More recently, iAnthus shares fell off a cliff in April when the New York-based cannabis company defaulted on an interest payment, saying that it's facing "liquidity constraints." With cash flow heavily on the minds of cannabis investors, it's perhaps not shocking that the stock crashed. What was shocking was just how bad it was: In one day, the stock fell by a whopping 62%.
But it doesn't have to be insolvency or the risk of bankruptcy that sends pot stocks cratering. Disappointing quarterly results and failure to meet forecasts can lead to tailspins as well. When Canadian pot producer HEXO announced in October that it was pulling its forecast for the year as a result of "uncertainties in the marketplace," its share price tumbled 23% in one day.
And when Aurora Cannabis (NYSE:ACB) released disappointing first-quarter results back on Nov. 14, the stock was hammered in the days that followed -- down by 17% the next day, and another 16% the day after that. In two days, its share price went from $3.29 to $2.28, down a total of 31%.
Why should investors care?
Pot stocks are volatile, and some investors will point to the fact that while many of them have bad days, they also have very good ones as well, with double-digit price increases. But in many of these cases, one "bad day" is just the beginning (or a continuation) of a much larger decline. Today, Aurora's stock price struggles to stay above $0.70. The stock is down 92% in the past 12 months. It's performed even worse than the abysmal Horizons Marijuana Life Sciences ETF (OTC:HMLS.F), which is down more than 70% in the same time.
Large movements in price, in just one or two days, are often signs that something's gone terribly wrong for a company. And when pessimism is high, the bears come out in full force, making the struggling stock a prime target for short sellers who hope to send it even lower. In Aurora's case, there's no telling where the bottom is -- the stock has continued to find ways to fall further and further down.

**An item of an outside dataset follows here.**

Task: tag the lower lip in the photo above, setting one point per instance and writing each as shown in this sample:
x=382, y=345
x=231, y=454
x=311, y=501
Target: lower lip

As attractive as some pot stocks may look today given their reduced valuations, all it takes is a scandal, a disappointing performance, or the suggestion that a company is running low on cash to send investors into a panic. So while the opportunities for long-term growth in the industry are promising, that doesn't mean it's safe to invest in cannabis stocks. The industry is constantly evolving, and companies that are here today may not be around years from now.
Investors who buy pot stocks need to accept the serious risks involved, including the possibility that they may incur significant losses. As the industry matures and companies become profitable, investing in cannabis will become safer. But for now, investors will want to keep a close eye on any cannabis companies that they hold in their portfolios, because there may be little, if any, warning if things go south.